Katsunobu Sakurai regrette que le Japon ne tire pas un trait sur le nucléaire.

– Arnaud Le Gall

Le 11 mars 2017 à 11:24
Par : Arnaud Le Gall

Une délégation de membres des commissions locales d’information des installations nucléaires de la Manche est au Japon du 10 au 17 mars. A Minamisoma, ville de la préfecture de Fukushima, le maire souhaite tirer un trait sur le nucléaire. Son gouvernement prend la direction inverse.

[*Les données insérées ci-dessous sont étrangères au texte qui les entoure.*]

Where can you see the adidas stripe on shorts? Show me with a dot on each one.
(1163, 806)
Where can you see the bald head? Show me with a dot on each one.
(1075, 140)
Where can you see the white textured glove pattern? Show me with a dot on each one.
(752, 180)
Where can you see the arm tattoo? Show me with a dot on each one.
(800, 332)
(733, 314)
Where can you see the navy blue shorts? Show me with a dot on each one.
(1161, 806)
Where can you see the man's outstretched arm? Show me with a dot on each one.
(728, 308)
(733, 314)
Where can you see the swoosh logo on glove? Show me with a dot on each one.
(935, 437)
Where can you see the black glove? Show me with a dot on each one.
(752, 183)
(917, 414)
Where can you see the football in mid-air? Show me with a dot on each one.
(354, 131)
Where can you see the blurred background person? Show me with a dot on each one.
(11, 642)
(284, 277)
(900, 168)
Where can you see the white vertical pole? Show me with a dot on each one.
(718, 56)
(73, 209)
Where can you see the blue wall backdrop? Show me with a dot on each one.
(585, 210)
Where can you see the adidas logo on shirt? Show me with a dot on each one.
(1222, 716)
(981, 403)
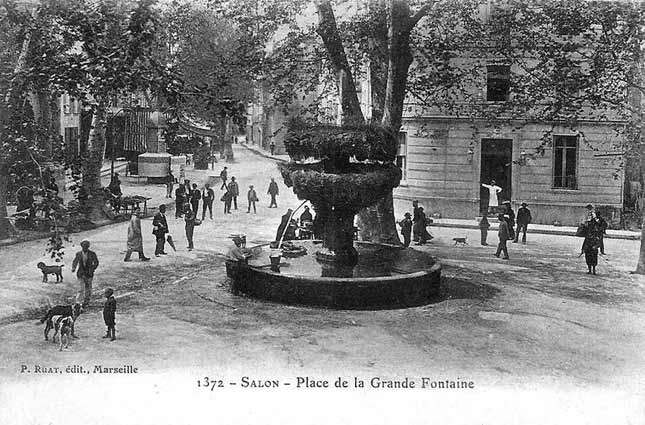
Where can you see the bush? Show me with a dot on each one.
(202, 157)
(326, 141)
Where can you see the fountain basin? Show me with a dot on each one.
(385, 277)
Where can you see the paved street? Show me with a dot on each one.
(537, 322)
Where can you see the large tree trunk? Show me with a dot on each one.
(4, 222)
(14, 90)
(328, 31)
(636, 100)
(377, 223)
(93, 198)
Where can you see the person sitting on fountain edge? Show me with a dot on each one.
(288, 224)
(235, 252)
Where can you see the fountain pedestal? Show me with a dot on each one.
(338, 273)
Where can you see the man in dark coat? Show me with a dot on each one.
(504, 235)
(115, 190)
(484, 225)
(273, 191)
(415, 220)
(189, 218)
(252, 198)
(420, 227)
(86, 262)
(235, 191)
(227, 198)
(284, 224)
(406, 229)
(195, 196)
(523, 220)
(180, 200)
(159, 229)
(592, 232)
(207, 199)
(170, 182)
(602, 229)
(508, 210)
(224, 176)
(109, 314)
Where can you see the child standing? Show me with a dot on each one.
(504, 235)
(109, 312)
(484, 225)
(406, 229)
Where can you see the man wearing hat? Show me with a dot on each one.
(86, 261)
(503, 235)
(523, 220)
(493, 190)
(159, 229)
(406, 228)
(252, 197)
(508, 210)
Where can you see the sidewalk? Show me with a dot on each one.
(23, 294)
(258, 150)
(533, 228)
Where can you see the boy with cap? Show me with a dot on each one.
(159, 229)
(484, 225)
(503, 235)
(406, 228)
(523, 220)
(252, 197)
(109, 313)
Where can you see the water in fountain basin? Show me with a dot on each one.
(374, 260)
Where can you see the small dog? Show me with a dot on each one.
(55, 270)
(461, 241)
(66, 327)
(60, 312)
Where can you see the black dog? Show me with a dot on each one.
(55, 270)
(60, 312)
(66, 327)
(461, 241)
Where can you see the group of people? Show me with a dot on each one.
(592, 229)
(506, 230)
(414, 228)
(187, 196)
(85, 264)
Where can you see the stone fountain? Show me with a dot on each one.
(341, 170)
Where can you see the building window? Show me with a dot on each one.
(498, 83)
(565, 162)
(401, 157)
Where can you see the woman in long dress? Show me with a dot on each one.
(420, 228)
(592, 233)
(135, 237)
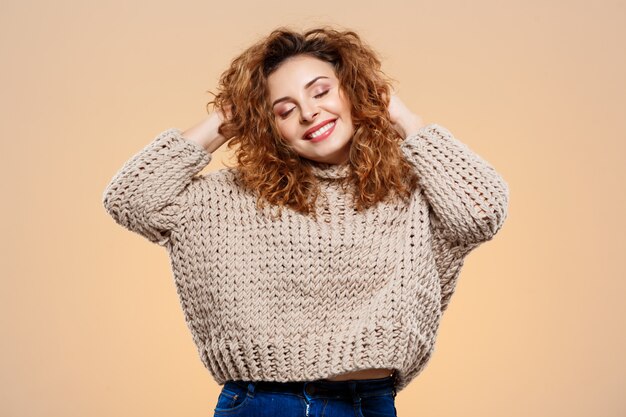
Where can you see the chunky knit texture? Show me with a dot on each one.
(297, 299)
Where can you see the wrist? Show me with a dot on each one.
(411, 124)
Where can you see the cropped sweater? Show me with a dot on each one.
(298, 299)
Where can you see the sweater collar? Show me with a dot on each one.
(330, 171)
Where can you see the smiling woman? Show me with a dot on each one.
(299, 104)
(312, 108)
(333, 306)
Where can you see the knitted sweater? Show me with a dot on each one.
(297, 299)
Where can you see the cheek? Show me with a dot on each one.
(288, 131)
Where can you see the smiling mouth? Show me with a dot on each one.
(321, 130)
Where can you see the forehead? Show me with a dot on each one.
(296, 71)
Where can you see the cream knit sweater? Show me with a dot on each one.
(295, 299)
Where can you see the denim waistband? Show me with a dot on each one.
(324, 387)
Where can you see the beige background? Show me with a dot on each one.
(90, 320)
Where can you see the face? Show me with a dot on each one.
(310, 110)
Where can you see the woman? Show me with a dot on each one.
(314, 273)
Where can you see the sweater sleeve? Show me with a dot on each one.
(142, 196)
(469, 199)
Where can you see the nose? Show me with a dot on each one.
(308, 113)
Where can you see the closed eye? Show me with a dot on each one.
(321, 94)
(285, 114)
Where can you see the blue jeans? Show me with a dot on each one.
(320, 398)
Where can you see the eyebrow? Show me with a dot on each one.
(307, 85)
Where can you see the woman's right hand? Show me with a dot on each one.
(206, 133)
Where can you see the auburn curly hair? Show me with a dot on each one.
(268, 165)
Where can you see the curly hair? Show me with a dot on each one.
(268, 165)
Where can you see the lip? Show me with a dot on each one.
(314, 128)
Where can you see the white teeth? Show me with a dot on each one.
(321, 130)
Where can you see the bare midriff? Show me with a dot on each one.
(371, 373)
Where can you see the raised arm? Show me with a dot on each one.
(145, 195)
(469, 199)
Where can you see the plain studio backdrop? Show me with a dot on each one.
(90, 321)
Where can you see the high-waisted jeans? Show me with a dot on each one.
(320, 398)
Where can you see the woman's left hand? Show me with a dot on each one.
(404, 120)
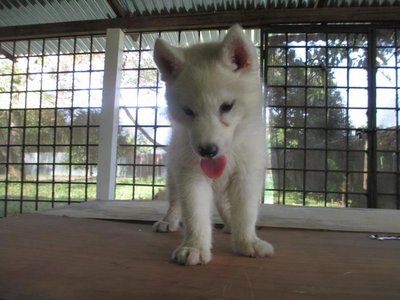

Six ans jour pour jour après le tsunami qui avait entraîné l’accident nucléaire de Fukushima, le 11 mars 2011, les paroles du Premier ministre Shinzo Abe, lors de l’hommage national, ont une résonance particulière à Minamisoma dans la préfecture de Fukushima.

Une ville sinistrée

Aujourd’hui encore, la ville porte les stigmates de la catastrophe. Environ 60 000 personnes avaient été évacuées. Ce déplacement dans l’urgence a coûté la vie à 497 habitants majoritairement âgés. 14 000 exilés ne sont toujours pas revenus. Le maire Katsunobu Sakurai a des mots durs lorsqu’il évoque la politique énergétique de son pays. « Nous avons dépensé un argent faramineux et il en faudra encore 20 fois plus pour démanteler la centrale, a-t-il raconté à la délégation normande. Malgré tout cela, le gouvernement a décidé de faire redémarrer des réacteurs. Cette politique est complètement folle. Les hommes politiques sont des idiots, ils mettent l’argent et la vie des gens sur le même plan. Malgré les morts, ils pensent encore à l’argent ». Pour l’avenir de sa ville, Katsunobu Sakurai veut miser sur l’énergie solaire. Un choix qui n’est pas celui de son gouvernement.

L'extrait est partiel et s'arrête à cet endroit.